= Basil Temenggong =

Anglican bishop in Malaysia

Datuk Basil Temenggong (11 October 1918 – 22 September 1984) was a Malaysian clergyman in the Anglican Church. He was the second Bishop of Kuching from 1968 until his death in 1984, and the first indigenous Sarawakian bishop.

==Early life==
Temenggong was born in 1918 at Pasa, an Iban longhouse a mile downriver from Betong, in what was then the Raj of Sarawak. He was educated at St Augustine's mission school in Betong and, after completing Standard 6, at St Thomas's School in Kuching. He returned to Betong, and for a short while he taught, before seeking ordination.

==Clerical career==
In 1939 he went to Bishop's College, Calcutta, for training for ordination. He was ordained deacon in 1941 and priest in 1943. He was an assistant chaplain at St Thomas's, Calcutta (1941–43) and at Asansol (1943–46). In the latter post, he found himself ministering to allied soldiers massing at the border, waiting to fight the Japanese. In 1946 he returned to Sarawak to become headmaster of St Augustine's School, Betong until 1953. He then went to England to do a post-ordination course at St Augustine's College, Canterbury, followed by six months with the Community of the Resurrection at Mirfield, three months at All Saints Church, Poplar and a further three months at All Saints, Margaret Street. Subsequent appointments were as Priest-in-Charge of Saratok (1956–62) (and Canon of Borneo 1960–62) and Priest-in-Charge of St Luke's Mission, Simanggang (1962–68) (and Canon of Kuching 1962-68 and Archdeacon of Kuching 1965–68).

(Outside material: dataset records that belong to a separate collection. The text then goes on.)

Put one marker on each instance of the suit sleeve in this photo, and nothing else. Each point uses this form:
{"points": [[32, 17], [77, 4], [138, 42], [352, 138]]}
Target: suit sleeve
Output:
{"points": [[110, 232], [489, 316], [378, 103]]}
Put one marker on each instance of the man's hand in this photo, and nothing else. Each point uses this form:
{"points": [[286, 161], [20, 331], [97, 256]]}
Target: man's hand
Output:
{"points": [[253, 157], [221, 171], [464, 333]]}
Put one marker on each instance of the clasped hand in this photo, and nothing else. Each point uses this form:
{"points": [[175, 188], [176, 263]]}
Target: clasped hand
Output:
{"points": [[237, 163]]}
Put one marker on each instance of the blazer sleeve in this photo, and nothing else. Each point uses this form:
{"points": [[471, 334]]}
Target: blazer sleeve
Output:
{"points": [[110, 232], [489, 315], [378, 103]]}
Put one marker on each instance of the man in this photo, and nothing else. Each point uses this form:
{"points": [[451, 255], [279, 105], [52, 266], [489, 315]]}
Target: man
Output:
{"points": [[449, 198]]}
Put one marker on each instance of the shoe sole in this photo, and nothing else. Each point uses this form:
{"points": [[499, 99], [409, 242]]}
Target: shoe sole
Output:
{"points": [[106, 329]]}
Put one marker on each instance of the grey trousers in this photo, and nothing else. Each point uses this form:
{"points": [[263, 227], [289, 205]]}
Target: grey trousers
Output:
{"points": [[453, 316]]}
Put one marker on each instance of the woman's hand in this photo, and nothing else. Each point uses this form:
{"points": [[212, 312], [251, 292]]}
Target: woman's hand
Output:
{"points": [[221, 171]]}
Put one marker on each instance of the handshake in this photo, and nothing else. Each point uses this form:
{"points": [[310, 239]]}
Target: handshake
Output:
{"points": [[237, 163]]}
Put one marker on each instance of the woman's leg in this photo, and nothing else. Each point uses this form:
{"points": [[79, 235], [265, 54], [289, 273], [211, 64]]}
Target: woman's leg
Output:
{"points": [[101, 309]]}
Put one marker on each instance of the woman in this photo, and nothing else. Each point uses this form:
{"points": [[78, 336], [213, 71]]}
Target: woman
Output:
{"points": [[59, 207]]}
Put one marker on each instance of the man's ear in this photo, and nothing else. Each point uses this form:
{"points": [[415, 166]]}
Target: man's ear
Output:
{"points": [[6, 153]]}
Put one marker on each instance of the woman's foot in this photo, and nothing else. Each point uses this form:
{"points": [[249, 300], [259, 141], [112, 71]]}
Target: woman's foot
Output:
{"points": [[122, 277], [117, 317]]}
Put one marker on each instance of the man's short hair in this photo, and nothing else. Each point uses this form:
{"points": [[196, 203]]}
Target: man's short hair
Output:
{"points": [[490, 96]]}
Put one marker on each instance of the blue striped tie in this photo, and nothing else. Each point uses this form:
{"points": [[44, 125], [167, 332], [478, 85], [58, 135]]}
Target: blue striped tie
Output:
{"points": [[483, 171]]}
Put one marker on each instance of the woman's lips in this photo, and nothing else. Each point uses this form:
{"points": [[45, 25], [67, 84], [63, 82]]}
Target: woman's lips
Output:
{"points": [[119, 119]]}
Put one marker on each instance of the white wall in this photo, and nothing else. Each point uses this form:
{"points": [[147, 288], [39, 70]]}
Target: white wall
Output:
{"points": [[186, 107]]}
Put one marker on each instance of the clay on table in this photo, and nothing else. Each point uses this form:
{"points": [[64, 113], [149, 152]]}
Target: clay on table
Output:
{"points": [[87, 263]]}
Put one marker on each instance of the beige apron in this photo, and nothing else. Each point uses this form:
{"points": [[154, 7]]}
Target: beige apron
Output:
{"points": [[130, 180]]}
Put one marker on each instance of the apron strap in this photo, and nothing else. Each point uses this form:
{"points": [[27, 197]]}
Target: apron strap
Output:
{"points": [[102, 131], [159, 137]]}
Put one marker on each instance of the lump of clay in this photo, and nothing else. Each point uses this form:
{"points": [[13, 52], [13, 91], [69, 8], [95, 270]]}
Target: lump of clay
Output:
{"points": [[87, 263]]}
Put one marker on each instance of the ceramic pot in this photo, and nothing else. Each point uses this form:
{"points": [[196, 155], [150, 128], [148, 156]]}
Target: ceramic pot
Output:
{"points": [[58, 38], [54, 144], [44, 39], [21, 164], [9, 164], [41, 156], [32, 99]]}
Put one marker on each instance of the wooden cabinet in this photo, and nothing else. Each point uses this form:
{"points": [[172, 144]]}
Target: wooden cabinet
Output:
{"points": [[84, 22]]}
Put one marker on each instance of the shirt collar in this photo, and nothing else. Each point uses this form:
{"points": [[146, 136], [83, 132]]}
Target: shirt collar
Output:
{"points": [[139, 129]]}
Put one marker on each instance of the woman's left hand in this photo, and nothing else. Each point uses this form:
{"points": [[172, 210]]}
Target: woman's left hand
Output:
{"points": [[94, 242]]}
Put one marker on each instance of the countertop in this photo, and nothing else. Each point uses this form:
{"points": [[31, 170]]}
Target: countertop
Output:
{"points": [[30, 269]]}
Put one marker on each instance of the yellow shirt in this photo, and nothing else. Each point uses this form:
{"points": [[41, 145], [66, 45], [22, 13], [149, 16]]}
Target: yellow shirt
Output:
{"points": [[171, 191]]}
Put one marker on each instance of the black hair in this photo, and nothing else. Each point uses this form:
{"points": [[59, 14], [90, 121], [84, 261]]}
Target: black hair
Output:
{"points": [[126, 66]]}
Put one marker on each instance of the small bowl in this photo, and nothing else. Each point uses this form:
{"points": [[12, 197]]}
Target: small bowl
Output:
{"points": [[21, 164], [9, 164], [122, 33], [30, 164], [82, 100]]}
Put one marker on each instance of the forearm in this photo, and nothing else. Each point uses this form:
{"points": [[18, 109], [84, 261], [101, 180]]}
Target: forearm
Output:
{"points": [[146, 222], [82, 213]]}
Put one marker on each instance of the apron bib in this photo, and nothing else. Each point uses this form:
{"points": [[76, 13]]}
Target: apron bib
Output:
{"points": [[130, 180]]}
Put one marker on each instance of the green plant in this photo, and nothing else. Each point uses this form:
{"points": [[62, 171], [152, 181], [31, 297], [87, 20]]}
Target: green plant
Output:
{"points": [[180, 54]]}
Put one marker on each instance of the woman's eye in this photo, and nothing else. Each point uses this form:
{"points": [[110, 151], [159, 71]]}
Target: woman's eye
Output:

When Nicholas Allenby resigned as Bishop of Kuching in 1968, Temenggong was the unanimous choice to replace him.

He was President of the Council of Churches of Malaysia from 1972 to 1974 and the President of the Council of Churches of East Asia from 1979 until 1983.

==Personal life==
He was made Datuk. He died during a confirmation service at Simunjan in 1984, aged 66.